Sono settanta le piante considerate tossiche e velenose tra quelle comunemente conosciute, presenti nei boschi, nei parchi e nei giardini che normalmente visitiamo.

L'oleandro, ad esempio, splendido a vedersi coi suoi fiori colorati nelle diverse sfumature di rosso e rosa, può uccidere un adulto con una sola foglia, velenosa a tal punto da provocare depressione respiratoria e cardiaca.

E che dire della vite del Canada, che abitualmente vediamo ricoprire i muri di cinta di case e giardini con le sue fitte foglie rampicanti: gli ossalati contenuti in foglie e frutti causano il decesso per collasso cardio circolatorio.

Anche la bella glicine procura vomito violento, dolori addominali e diarrea se malauguratamente se ne ingeriscono i semi o le bacche.

A proposito di bacche, colorate e vivaci attraggono i bambini, ma è bene sapere che 10 bacche della dafne possono essere letali per un bimbo, così come 2/4 semi del ricino, mentre le bacche del vischio e del ciliegio d'inverno sono causa di gastroenterite, vomito, convulsioni e dolori addominali.

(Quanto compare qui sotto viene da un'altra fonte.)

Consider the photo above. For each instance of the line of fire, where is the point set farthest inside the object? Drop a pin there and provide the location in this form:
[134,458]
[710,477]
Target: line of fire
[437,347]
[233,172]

Anche comunissime piante ornamentali, spesso tenute in casa, come ciclamini, azalee, amarillidi, rododendri e stelle di natale sono molto tossiche e inducono nausea, vomito, paralisi e abbassamento della pressione.

Chi lo direbbe che tanti "veleni" si trovano a portata di mano proprio nelle nostre case, dove gli incidenti sono più frequenti di quanto non si pensi.

Documentarsi è importante, soprattutto in presenza di bambini piccoli che, abituati a toccare e a mettere in bocca tutto ciò che li attrae, non conoscono le gravi conseguenze a cui possono andare incontro.